Given array A shown above, the function should return 11, as explained above.
Write an efficient algorithm for the following assumptions:
• N is an integer within the range [0..100,000];
• each element of array A is an integer within the range [0..2,147,483,647].
Note:
Each point from 0 to N-1 (inclusive) is the center of a circle, whose radius might even be 0.The 0 in (J, 0) mentioned in the problem, refers to the y-axis, but the y-axis is not needed in the solution.
“the J-th disc and K-th disc intersect if J ≠ K” means that no two discs have the same center. “the J-th and K-th discs have at least one common point (assuming that the discs contain their borders)” also means that if one big disk encloses a smaller disc, then those two discs intersect. If two circles touch, that is intersection. If they overlap, that is also intersection.
The centers of all the discs are on one horizontal line (x-axis). Each center is identified by the variable, J. The values for J above are 0, 1, 2, 3, 4, and 5. These circles have different radii; that is why they overlap or touch. The circle with the center, J = 5 has no radius (it’s radius is 0). The variable, K also refers to the center of a circle. J and K are used to differentiate circles (discs with different centers). J is used for the center on the left, while K is used for the center on the right.
From the given problem, when the center, J = 0, the radius is 1, i.e. A[0] = 1. When the center, J = 1, the radius is 5, i.e. A[1] = 5. When the center, J = 2, the radius is 2, i.e. A[2] = 2. When the center, J = 3, the radius is 1, i.e. A[3] = 1. When the center, J = 4, the radius is 4, i.e. A[4] = 4. When the center, J = 5, the radius is 0, i.e. A[5] = 0.
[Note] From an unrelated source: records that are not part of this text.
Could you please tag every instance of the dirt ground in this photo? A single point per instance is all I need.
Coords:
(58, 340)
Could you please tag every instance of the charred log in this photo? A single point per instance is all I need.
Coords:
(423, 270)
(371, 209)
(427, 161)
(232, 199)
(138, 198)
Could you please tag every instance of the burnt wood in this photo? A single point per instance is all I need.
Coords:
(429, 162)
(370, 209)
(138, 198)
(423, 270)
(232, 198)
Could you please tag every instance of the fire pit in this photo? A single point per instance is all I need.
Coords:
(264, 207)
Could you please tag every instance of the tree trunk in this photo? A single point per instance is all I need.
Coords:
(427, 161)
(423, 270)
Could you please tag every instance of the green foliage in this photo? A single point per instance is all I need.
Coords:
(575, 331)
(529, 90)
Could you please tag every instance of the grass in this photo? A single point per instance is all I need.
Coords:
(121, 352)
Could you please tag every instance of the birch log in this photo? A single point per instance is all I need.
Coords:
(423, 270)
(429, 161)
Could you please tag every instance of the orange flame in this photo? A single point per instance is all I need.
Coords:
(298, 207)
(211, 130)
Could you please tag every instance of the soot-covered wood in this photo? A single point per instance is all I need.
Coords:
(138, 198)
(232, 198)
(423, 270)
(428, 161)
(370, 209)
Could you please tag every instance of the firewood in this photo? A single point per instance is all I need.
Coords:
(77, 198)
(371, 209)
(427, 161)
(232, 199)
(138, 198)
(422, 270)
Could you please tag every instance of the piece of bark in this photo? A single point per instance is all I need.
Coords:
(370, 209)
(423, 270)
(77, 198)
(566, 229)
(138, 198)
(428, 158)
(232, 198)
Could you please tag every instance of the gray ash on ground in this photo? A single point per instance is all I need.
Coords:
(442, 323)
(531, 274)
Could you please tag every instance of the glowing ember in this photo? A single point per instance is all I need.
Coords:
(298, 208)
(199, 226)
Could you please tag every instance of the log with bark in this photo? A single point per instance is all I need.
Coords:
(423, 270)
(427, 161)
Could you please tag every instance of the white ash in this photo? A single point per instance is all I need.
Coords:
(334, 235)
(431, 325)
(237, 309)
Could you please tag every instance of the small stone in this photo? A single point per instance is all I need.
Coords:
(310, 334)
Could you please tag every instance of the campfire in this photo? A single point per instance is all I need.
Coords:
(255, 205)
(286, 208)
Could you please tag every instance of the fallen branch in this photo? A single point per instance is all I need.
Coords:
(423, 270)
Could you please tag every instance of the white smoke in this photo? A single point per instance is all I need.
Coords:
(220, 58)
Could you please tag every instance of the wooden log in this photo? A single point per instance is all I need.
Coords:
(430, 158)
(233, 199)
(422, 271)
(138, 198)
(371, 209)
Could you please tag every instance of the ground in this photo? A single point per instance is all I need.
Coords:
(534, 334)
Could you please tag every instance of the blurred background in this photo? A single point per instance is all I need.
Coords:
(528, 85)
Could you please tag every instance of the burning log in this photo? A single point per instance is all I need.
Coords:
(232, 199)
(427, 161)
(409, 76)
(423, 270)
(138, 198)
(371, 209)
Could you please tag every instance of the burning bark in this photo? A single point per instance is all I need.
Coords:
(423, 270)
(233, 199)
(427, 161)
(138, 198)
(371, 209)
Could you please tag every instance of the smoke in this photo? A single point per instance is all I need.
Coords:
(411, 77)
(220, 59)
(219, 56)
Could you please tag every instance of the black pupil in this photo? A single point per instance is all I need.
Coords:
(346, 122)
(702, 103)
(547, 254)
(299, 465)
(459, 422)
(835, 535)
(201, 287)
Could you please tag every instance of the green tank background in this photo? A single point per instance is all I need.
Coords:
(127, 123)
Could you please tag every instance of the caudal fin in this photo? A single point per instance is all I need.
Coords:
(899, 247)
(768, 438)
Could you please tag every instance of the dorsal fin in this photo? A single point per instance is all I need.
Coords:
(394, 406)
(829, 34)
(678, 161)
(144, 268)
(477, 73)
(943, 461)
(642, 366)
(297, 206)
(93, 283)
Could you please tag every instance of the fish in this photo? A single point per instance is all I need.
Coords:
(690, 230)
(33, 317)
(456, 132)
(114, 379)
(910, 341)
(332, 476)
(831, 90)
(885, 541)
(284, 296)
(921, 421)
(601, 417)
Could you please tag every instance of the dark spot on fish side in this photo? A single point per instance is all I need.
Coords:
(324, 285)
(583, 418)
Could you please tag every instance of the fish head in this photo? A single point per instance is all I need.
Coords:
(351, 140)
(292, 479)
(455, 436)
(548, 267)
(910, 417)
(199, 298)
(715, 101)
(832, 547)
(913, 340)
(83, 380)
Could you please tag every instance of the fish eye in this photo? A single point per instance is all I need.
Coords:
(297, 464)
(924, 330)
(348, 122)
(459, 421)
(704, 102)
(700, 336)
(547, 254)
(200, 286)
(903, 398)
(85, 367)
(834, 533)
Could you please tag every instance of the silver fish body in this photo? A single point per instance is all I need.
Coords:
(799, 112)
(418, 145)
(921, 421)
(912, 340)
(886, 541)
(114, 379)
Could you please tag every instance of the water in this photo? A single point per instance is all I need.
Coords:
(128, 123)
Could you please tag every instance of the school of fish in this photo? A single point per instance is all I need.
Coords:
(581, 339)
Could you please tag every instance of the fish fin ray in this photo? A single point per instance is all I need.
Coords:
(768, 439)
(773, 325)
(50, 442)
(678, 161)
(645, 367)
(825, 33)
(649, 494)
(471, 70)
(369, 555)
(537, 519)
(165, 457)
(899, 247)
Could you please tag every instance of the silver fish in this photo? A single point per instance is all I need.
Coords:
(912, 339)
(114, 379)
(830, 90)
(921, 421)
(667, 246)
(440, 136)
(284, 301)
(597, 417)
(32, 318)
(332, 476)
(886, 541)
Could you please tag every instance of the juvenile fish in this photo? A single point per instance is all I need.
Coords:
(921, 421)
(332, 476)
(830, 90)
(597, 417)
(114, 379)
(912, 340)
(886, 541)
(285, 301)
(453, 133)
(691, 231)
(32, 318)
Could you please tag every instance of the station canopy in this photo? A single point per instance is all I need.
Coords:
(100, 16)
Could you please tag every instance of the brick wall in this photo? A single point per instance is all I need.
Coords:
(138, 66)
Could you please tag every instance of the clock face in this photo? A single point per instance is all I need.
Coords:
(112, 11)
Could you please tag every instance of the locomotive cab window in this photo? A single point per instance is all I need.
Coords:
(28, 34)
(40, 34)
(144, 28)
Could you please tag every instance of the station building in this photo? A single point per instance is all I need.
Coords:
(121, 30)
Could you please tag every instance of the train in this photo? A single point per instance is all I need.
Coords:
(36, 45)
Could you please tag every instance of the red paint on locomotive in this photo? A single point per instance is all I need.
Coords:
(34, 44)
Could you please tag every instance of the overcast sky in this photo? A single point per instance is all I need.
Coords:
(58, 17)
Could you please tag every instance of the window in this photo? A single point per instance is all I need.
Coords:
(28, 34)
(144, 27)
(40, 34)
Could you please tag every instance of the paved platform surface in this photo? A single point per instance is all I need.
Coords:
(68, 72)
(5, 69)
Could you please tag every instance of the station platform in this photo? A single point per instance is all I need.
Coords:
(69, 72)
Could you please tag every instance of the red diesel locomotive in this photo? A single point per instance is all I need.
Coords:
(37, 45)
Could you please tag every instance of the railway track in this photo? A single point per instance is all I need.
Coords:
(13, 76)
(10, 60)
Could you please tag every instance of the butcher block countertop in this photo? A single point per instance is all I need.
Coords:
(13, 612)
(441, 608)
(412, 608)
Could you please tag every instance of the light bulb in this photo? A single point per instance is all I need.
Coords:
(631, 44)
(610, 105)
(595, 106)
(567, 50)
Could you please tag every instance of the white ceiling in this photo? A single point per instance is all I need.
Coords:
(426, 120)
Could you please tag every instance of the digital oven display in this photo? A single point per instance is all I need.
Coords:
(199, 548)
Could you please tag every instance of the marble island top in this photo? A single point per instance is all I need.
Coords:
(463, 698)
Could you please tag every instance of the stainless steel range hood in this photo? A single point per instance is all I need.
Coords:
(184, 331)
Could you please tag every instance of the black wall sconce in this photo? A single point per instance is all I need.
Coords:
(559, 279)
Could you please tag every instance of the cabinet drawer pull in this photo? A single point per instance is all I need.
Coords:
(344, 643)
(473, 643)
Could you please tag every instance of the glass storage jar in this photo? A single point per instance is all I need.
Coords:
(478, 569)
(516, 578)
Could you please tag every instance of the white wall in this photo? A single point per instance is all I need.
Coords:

Intersection done manually (by observing above diagram)
Let the discs be identified by their centers as 0th, 1st, 2nd, 3rd, 4th and 5th. The eleven intersection pairs, with some ordering, from left to right, is as follows, without repeating the count of opposite order of same pair. The rule to obtain the pairs is: J+A[J] >= K-A[K].
0th and 1st
0th and 2nd
0th and 4th
1st and 2nd
1st and 3rd
1st and 4th
1st and 5th
2nd and 3rd
2nd and 4th
3rd and 4th
4th and 5th
The above eleven pairs can also be obtained, reading the diagram from right to left. In this case, in each pair, the two discs will be ordered in reverse. The rule to use here is K-A[K] <= J+A[J]. The list of pairs is:
5th and 4th
5th and 1st
4th and 3rd
4th and 2nd
4th and 1st
4th and 0th
3rd and 2nd
3rd and 1st
2nd and 1st
2nd and 0th
1st and 0th
“Ordering” has two meanings for this problem. It can mean the order when creating the list of pairs from left to right, based on the diagram. That order is different from the order, in creating the list of pairs from right to left, based on the diagram. Ordering can also refer to the left or right position of each of the discs in each pair.
In the above two lists of pairs, each list has eleven pairs. The eleven pairs are the same, but in either list, each disc is on the opposite side in a particular pair. That is one ordering. The lexical presentation order of both lists, are the opposite of one another. That is the another ordering. So, “unordered” as used in this problem, refers to the non-respect of either or both of these orderings.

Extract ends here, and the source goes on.